Holes in the safety net

    Tackling social exclusion involves helping poor people out of
    debt and enabling them to break free from the loan sharks. But the
    government’s system of discretionary loans has failed to act as a
    bridge out of poverty, reports Jonathan Pearce.

    Diane (not her real name) was forced to leave her home to escape
    her ex-partner’s violence. Along with beds and bedding for her two
    children, a toddler and an eight-year-old, she needed carpets for
    her new house.

    Diane is 26 years old and receives income support of £93.85
    per week. Her outgoings are £93.49. On the face of it, she
    would seem to be a perfect candidate for a generous loan from the
    social fund – the government’s cash safety net for those on low
    incomes.

    But her application was rejected because she was already
    repaying previous loans at the maximum rate she could afford.

    Fortunately for Diane, the Family Welfare Association helped
    out, just one of many charities and community organisations that
    provide the ultimate backup for those in need of cash in the
    UK.

    But there is a limit to what voluntary and charitable
    organisations can do. During 1999-2000, 362,000 applications for
    budgeting loans from the social fund were rejected – soaring from
    around 5,000 in 1997-8.

    This is one of many facts the House of Commons social security
    select committee is confronted with, as part of its public inquiry
    into the social fund. The committee is expected to report next
    month.

    The fund is split into two parts:mandatory grants such as
    funeral payments; and the discretionary part, which delivers loans
    and community care grants. It is the latter that does not work.

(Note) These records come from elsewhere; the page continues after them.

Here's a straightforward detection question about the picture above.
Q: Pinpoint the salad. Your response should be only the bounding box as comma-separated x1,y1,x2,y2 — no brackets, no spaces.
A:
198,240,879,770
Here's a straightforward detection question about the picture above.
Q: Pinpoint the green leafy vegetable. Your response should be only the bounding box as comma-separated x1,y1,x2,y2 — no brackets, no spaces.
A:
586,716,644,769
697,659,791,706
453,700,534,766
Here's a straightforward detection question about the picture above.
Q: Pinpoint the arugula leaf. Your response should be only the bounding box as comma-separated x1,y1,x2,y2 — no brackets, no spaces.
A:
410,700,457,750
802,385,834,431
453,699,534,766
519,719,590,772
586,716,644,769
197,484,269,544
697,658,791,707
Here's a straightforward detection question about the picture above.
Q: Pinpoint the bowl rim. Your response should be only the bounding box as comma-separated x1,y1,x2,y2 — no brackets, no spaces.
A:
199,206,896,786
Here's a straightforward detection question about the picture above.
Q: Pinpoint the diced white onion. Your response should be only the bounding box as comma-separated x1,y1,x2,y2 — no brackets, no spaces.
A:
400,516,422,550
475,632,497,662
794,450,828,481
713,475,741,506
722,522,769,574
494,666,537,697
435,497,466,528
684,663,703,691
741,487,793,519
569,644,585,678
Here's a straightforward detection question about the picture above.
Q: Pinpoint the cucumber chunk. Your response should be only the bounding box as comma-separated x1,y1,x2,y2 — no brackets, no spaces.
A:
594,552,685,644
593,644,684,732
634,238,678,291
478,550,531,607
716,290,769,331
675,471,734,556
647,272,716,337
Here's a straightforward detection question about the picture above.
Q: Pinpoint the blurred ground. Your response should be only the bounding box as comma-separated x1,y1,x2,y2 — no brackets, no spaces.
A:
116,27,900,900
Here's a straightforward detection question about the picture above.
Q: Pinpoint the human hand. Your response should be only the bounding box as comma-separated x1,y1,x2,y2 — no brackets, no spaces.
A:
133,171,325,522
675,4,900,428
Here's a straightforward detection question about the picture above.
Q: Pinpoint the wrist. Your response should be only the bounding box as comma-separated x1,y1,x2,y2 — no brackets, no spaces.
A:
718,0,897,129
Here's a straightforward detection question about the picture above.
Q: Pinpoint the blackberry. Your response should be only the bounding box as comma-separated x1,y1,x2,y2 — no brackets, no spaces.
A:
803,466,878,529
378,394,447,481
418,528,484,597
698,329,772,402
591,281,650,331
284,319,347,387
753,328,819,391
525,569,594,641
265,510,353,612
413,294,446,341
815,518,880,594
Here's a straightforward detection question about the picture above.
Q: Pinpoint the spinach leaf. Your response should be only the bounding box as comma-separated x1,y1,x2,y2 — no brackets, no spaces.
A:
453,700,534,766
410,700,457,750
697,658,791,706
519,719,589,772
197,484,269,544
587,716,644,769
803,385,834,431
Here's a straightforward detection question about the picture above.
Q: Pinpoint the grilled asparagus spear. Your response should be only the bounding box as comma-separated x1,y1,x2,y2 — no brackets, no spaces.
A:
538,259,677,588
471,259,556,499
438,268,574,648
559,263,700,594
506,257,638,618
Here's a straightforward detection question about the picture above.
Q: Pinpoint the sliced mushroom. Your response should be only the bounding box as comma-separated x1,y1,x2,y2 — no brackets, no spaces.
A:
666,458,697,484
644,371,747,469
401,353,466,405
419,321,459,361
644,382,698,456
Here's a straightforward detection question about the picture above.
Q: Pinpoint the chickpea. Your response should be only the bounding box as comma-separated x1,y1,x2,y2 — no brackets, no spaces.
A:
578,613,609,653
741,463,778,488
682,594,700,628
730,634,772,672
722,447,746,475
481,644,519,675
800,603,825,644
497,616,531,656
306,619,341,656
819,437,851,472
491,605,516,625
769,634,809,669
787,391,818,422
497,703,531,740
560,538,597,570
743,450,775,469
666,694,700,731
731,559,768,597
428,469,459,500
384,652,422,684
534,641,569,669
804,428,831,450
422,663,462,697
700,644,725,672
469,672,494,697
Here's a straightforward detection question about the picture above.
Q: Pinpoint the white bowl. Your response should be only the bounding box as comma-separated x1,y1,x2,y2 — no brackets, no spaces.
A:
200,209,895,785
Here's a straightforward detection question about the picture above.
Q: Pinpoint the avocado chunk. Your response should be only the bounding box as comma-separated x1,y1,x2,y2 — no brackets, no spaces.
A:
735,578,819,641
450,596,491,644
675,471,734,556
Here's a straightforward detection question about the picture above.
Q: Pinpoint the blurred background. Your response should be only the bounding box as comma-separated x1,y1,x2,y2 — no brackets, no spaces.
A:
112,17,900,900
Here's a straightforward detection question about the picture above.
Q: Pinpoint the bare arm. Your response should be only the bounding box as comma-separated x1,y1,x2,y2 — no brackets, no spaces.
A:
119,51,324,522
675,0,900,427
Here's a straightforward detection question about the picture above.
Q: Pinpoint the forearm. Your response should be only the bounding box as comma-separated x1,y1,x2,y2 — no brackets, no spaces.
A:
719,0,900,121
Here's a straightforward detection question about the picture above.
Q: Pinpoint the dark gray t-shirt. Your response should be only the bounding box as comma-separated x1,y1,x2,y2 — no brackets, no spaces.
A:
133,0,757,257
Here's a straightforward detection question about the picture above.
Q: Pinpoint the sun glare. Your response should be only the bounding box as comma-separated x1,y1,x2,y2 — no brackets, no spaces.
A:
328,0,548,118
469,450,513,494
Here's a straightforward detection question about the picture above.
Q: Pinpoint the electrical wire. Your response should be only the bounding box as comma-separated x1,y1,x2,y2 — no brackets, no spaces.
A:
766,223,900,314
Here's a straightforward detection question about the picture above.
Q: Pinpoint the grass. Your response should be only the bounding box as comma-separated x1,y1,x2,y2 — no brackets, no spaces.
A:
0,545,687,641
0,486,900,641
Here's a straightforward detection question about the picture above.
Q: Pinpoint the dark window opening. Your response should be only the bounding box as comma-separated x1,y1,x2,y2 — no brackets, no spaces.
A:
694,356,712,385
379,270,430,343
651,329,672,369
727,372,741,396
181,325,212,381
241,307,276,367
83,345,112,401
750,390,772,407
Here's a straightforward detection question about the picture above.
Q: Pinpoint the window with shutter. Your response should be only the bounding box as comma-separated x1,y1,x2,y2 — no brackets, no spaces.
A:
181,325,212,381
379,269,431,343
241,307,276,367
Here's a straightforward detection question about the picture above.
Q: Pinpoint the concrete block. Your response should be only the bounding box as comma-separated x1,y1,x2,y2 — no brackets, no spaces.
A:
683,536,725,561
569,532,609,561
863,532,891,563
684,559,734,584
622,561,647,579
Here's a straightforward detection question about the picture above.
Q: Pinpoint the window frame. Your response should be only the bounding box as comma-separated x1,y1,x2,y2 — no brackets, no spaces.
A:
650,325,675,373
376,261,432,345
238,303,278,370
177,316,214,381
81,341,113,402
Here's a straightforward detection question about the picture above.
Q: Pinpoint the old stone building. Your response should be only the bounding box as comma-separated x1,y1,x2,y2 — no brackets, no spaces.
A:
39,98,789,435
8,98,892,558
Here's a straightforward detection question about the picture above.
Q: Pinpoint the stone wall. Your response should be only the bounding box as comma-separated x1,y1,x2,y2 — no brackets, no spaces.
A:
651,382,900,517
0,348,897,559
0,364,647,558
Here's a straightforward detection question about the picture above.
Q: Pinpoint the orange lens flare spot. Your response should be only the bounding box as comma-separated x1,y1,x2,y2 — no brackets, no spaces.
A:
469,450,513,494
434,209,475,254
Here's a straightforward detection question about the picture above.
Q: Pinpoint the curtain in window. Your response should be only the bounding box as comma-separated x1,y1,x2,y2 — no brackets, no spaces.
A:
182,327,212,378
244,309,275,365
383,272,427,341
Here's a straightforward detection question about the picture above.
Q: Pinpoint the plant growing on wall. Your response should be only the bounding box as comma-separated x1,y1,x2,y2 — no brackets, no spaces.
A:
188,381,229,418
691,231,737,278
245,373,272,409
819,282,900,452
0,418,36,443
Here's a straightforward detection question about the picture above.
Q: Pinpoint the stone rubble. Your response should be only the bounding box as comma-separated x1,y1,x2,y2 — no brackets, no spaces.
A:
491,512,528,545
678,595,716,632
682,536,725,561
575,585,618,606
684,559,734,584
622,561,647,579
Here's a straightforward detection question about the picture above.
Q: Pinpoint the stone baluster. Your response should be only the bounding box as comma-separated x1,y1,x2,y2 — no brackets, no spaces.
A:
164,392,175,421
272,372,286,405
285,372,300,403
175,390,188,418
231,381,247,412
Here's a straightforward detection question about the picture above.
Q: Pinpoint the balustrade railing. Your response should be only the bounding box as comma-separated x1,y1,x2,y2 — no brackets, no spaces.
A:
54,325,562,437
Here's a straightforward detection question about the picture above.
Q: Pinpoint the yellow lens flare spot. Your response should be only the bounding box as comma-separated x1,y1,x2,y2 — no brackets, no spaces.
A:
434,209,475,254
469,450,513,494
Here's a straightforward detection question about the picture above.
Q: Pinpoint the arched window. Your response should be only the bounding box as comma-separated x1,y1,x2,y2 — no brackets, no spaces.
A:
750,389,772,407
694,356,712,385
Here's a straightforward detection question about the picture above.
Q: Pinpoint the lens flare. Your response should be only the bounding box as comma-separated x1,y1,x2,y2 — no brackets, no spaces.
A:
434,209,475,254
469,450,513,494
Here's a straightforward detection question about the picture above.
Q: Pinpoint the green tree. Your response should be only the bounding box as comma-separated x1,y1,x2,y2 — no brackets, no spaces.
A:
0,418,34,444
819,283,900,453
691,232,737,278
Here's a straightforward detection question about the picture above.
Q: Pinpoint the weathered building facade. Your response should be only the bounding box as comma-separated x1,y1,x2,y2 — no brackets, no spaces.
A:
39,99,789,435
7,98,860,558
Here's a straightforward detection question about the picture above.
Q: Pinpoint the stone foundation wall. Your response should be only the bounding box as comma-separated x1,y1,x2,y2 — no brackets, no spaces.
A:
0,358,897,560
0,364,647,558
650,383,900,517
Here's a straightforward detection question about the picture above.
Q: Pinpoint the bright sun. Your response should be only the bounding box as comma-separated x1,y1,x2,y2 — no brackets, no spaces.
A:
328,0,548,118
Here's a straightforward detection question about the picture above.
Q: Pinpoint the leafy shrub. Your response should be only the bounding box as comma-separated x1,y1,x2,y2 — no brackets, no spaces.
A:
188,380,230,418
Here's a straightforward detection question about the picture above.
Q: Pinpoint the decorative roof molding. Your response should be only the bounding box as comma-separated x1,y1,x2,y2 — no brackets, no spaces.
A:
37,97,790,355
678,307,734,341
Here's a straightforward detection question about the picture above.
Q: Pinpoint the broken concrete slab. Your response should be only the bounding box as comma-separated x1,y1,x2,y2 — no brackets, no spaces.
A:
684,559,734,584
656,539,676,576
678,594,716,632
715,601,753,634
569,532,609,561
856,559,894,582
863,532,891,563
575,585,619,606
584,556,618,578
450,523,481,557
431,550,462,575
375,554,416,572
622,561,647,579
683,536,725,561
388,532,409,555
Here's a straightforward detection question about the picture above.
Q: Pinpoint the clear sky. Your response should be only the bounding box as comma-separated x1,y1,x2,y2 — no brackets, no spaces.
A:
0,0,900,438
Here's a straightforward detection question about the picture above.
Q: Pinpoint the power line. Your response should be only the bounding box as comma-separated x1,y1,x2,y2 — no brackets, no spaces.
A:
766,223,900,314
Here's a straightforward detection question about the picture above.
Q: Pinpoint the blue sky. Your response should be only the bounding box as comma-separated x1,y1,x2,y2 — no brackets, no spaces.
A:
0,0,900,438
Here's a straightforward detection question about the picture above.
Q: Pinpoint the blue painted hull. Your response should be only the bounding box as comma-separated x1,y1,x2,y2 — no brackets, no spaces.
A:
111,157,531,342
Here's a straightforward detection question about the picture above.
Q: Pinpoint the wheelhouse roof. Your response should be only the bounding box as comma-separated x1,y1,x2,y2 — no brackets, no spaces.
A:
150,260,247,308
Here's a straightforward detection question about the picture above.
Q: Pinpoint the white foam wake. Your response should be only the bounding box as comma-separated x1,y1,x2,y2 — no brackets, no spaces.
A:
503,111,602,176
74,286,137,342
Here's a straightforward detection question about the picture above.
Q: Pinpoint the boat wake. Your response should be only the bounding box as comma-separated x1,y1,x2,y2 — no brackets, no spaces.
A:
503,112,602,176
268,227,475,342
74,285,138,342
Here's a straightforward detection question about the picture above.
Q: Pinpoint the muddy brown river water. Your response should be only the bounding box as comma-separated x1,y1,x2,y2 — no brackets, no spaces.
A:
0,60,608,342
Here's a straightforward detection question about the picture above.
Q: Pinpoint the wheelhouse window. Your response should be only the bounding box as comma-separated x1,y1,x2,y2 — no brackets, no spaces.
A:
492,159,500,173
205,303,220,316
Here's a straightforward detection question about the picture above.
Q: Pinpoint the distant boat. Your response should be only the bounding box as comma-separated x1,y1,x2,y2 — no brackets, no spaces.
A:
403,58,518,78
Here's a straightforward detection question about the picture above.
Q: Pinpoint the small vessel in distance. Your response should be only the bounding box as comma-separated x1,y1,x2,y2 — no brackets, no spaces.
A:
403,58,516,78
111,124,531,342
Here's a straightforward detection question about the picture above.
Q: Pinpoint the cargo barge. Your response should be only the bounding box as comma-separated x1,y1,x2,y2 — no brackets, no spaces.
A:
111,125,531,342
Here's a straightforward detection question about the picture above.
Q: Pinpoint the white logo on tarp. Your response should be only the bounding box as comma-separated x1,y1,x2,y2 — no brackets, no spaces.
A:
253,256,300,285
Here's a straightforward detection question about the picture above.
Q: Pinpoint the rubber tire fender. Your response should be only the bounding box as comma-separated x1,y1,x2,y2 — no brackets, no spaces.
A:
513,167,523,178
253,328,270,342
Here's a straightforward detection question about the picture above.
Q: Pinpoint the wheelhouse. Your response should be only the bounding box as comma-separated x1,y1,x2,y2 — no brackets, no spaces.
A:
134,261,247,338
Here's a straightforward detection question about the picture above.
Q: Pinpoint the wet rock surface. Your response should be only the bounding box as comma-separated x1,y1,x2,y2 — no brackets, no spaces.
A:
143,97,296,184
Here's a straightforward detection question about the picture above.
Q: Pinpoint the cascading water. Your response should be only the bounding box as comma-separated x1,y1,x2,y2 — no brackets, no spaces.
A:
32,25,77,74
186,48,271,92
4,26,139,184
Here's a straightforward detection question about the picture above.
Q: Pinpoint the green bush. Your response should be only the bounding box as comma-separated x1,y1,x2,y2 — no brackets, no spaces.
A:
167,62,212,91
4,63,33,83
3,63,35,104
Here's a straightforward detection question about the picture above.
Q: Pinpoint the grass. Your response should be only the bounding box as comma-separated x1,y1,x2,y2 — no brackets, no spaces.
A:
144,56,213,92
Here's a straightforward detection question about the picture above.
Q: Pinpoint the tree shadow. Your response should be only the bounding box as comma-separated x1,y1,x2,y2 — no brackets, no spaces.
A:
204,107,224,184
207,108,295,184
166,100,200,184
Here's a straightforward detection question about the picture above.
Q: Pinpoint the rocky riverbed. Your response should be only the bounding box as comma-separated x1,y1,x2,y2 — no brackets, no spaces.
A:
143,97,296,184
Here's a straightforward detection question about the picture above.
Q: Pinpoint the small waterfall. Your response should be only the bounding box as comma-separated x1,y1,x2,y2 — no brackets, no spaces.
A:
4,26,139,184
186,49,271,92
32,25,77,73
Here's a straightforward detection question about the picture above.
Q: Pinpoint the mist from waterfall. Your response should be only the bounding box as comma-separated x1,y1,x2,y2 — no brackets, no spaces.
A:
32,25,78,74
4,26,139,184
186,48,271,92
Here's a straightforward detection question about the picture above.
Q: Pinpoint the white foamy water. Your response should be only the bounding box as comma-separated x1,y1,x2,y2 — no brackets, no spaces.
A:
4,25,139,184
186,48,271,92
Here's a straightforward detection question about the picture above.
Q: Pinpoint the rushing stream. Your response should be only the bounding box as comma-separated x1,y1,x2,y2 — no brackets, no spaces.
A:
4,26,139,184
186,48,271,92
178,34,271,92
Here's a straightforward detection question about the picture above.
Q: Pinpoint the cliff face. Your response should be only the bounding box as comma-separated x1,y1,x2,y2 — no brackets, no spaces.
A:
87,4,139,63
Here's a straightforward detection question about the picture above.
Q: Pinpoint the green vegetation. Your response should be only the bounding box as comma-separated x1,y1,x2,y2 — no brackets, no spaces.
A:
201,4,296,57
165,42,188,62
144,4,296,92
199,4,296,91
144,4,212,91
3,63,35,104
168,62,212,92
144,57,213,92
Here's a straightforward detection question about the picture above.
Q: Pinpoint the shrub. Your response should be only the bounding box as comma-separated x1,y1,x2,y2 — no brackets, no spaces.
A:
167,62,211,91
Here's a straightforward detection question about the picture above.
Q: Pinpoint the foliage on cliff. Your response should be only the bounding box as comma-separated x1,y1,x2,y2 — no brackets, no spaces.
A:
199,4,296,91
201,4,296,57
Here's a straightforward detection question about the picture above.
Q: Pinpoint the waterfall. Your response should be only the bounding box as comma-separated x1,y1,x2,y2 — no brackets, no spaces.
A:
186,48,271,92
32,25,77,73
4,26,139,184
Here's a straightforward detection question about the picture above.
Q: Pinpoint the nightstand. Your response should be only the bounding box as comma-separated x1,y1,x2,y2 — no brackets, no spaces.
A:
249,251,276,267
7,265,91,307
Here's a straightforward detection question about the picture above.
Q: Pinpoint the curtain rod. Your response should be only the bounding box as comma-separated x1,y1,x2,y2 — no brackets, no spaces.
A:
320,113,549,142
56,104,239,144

    Over the past five years, grants have remained static at about
    £100 million per year, while loans have risen from £294
    million to £494 million. This policy shift means claimants
    have to repay loans out of subsistence-level benefits. As a result
    clients increasingly resort to alternative, and sometimes
    disreputable, sources of credit.

    Even when loans or grants are made, they regularly fall short of
    what is needed to buy essential items such as beds, cookers,
    fridges and furniture. Inevitably, local authorities and the
    voluntary sector are having to pick up the pieces.

    The fund has been the target of vociferous criticism from both
    claimants and professionals alike, but any reform of it must take
    account of other government initiatives.

    The Department of Social Security, responsible for administering
    the fund, is undergoing a radical restructuring that will see it
    change focus from one service fits all to agencies for specific
    client groups. Hence the Working Age Agency, bringing together the
    Benefits Agency and the Employment Service, comes into operation
    this year. There are plans for a pensions arm, while responsibility
    for child-related benefits will effectively move to the Treasury
    with the introduction of integrated child credit in April 2003.

    But the social fund has yet to find a new home. Social security
    secretary Alistair Darling, and education and employment secretary
    David Blunkett, are considering where the fund might go, but have
    yet to commit themselves.

    The Local Government Association in its submission to the social
    security select committee states: “The fund’s failure to provide
    adequate financial assistance for people who wish to live in the
    community exemplifies some of the tensions between the government’s
    aspirations for its social care policies, and the current scope of
    social security provision.”

    In subsequent sessions, the social security committee has looked
    for an alternative manager for the fund within the statutory or
    voluntary sectors, so far without success. While local government
    would seem the logical choice, there are concerns that the fund
    could prove to be a poisoned chalice. Suffolk Council welfare
    rights manager Neil Bateman warned the inquiry: “If councils took
    over the social fund they would take over the misery. A fundamental
    reform of the social fund is needed.”

    The voluntary sector is also reluctant to volunteer, with Family
    Welfare Association director Helen Dent arguing that the sector is
    not set up to cope with the fund.

    The National Strategy for Neighbourhood Renewal is also likely
    to have an impact on the social fund. Plans to increase access to
    financial services and new measures to boost credit unions have
    been announced this month, which could make affordable credit more
    accessible for people on low incomes.

    “Credit unions are an effective way of widening access to
    affordable credit and savings opportunities to those who cannot or
    do not want to deal with mainstream financial services providers,”
    says Melanie Johnson MP, economic secretary at the Treasury. They
    tend to be formed around a workplace or neighbourhood – members buy
    a share, save regularly and can then take out cheap loans.

    On the other hand, the social fund provides interest-free loans,
    so the two could make uncomfortable bedfellows. In the long term,
    the aim could be to phase out the bulk of the social fund as
    unemployment falls, benefits levels rise and people are pulled up
    above the poverty line.

    Yet there will always be a need for some form of discretionary
    fund for those on the lowest incomes, to deal with unpredictable
    life events. The Child Poverty Action Group calls for the fund to
    be reformed to deliver fewer loans and more grants, particularly
    automatic payments for specific events.

    This would inevitably require greater funding, but in this way,
    provision could tie in more closely with local authority social
    services. In turn, administration of some or all of the fund might
    become more attractive to local government. Who knows, the social
    fund might eventually find a home.